Маруся не потерялась; очень мало уже, видно, уважения внушал он ей, и, не глядя, сухо проронила:

— Ладно… Вперед выведу только Мишука…

— И сами без вас справим. Пожалуйте, пожалуйте! Здесь вам не место.

Не смея оглянуться на Курбского, девушка с нескрываемым отвращением сделала большой круг, чтобы миновать неподвижно торчавшего на пути ее жениха, и скрылась.

— Прощенья просим! — пробурчал Стрекач Курбскому, схватил тура за мохнатый загривок, а коленком изо всех сил пнул его в пах. — Ну, ты, шалый!

Мишук, должно быть, и ранее уже разделял антипатию своей госпожи, потому что при самом входе Ильи Савельича злобно повел на него своими большими белками.

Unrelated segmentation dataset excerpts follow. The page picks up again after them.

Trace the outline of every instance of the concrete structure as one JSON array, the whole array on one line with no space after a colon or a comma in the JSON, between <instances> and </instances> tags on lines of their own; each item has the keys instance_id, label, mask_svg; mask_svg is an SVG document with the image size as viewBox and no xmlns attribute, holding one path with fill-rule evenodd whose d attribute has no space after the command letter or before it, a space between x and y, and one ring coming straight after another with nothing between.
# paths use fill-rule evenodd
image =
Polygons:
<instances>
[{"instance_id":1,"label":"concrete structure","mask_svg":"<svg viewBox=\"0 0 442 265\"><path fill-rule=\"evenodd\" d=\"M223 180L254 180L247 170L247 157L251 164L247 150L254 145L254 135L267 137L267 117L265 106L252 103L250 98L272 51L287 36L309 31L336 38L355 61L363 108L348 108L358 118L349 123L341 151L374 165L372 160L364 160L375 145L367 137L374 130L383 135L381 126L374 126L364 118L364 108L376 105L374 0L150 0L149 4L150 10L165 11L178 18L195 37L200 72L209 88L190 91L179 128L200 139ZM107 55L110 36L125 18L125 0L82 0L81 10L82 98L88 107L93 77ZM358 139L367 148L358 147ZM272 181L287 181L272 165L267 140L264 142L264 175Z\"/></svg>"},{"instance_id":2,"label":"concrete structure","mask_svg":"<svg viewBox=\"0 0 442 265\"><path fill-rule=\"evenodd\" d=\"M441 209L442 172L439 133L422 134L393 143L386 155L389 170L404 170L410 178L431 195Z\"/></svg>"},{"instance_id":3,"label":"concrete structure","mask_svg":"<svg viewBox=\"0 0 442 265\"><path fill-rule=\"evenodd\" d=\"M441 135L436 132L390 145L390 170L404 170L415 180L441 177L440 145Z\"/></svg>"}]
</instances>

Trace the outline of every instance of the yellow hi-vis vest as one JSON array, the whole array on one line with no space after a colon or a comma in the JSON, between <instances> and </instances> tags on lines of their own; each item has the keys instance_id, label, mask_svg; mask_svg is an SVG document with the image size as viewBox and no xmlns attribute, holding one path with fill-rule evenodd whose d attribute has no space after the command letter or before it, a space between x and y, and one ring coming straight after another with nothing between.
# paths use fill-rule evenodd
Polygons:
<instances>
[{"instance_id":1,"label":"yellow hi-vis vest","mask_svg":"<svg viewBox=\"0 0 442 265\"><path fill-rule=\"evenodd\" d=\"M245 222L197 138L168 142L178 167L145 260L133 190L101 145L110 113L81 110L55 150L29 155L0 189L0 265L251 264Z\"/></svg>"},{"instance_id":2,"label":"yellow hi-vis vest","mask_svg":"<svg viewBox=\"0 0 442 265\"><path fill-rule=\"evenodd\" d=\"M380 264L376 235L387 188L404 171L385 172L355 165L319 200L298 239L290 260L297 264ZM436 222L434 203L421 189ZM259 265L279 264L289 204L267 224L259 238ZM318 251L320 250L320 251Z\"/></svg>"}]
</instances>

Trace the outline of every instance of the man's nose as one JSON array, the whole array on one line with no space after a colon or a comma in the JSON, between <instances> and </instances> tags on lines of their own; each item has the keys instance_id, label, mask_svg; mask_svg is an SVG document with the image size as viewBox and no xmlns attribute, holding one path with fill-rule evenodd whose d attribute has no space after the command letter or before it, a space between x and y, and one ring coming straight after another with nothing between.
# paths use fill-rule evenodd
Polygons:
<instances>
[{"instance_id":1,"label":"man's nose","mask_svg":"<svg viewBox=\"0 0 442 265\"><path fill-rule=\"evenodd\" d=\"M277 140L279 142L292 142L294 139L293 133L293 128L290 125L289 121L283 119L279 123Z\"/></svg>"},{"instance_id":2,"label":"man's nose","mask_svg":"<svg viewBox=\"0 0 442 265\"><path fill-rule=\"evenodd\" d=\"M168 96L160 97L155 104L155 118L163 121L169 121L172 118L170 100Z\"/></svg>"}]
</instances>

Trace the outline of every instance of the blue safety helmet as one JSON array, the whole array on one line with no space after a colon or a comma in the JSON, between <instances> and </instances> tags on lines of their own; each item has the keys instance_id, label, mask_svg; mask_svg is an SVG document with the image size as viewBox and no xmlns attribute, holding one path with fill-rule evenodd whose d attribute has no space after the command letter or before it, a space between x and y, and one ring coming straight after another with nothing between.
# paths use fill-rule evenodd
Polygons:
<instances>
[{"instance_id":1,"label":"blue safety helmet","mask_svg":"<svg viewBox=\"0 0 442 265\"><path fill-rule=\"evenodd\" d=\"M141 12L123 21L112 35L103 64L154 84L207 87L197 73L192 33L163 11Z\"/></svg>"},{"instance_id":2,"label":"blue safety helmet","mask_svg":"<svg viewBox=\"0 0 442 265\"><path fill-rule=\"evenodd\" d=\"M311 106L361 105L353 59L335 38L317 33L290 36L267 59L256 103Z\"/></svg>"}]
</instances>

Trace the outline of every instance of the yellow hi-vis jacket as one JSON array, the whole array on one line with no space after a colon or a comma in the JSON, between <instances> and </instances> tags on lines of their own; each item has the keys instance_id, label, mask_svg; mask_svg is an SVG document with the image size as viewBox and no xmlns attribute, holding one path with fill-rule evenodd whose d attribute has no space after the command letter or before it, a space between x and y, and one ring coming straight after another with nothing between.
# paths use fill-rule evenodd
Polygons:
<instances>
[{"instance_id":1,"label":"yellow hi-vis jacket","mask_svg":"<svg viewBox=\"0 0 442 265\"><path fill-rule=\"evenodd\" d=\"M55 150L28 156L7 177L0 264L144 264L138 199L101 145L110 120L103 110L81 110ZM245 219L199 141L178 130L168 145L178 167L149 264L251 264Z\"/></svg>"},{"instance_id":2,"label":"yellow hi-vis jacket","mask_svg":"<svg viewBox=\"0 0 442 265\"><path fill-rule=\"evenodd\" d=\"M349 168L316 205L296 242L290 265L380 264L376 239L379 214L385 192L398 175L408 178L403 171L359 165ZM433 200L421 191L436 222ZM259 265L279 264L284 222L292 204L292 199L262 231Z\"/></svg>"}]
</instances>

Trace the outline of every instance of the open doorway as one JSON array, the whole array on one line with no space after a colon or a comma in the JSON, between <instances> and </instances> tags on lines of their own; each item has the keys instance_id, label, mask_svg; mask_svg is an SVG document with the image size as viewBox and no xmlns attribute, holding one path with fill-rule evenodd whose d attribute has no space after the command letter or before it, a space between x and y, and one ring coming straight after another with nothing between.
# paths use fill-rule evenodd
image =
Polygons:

Бесцеремонное обращение с ним тщедушного купчика совсем его раззадорило. Склонив набок лобастую голову, он так свирепо напер на врага, что с одного удара сшиб его с ног, и прежде, чем Курбский успел помешать, повторил еще удар. Весь курень огласился таким болезненным воплем, что из лавки метнулись за переборку и хозяин, и племянница, и молодцы. Курбскому удалось между тем обхватить разъяренное животное за шею и втолкнуть его в боковую дверь. Все домочадцы столпились около пострадавшего, лишившегося чувств. Герой наш, видя, что никому уже не до него, почел за лучшее, не простясь, удалиться.

Глава сорок четвертая ОТЧЕГО КУРБСКИЙ ЧУРАЛСЯ БРАЧНОГО ВЕНЦА

Вечерело, а Курбский все еще не оставлял Криницы, хотя не оставался уже в ярмарочной балке. Велев стремянному ждать себя, он взобрался на вершину одного из окружающих балку лесистых холмов, чтобы здесь, в отдалении от людской суеты, на досуге поразмыслить о себе и Марусе. Лежа на спине с заложенными за голову руками, глядел он, не отрываясь, в синевшее между тихо колеблющимися древесными вышками, безоблачное небо. Березы кругом, словно перешептываясь о нем, таинственно шумели, а из глубокой балки доносился смутный гул ярмарочной сутолоки.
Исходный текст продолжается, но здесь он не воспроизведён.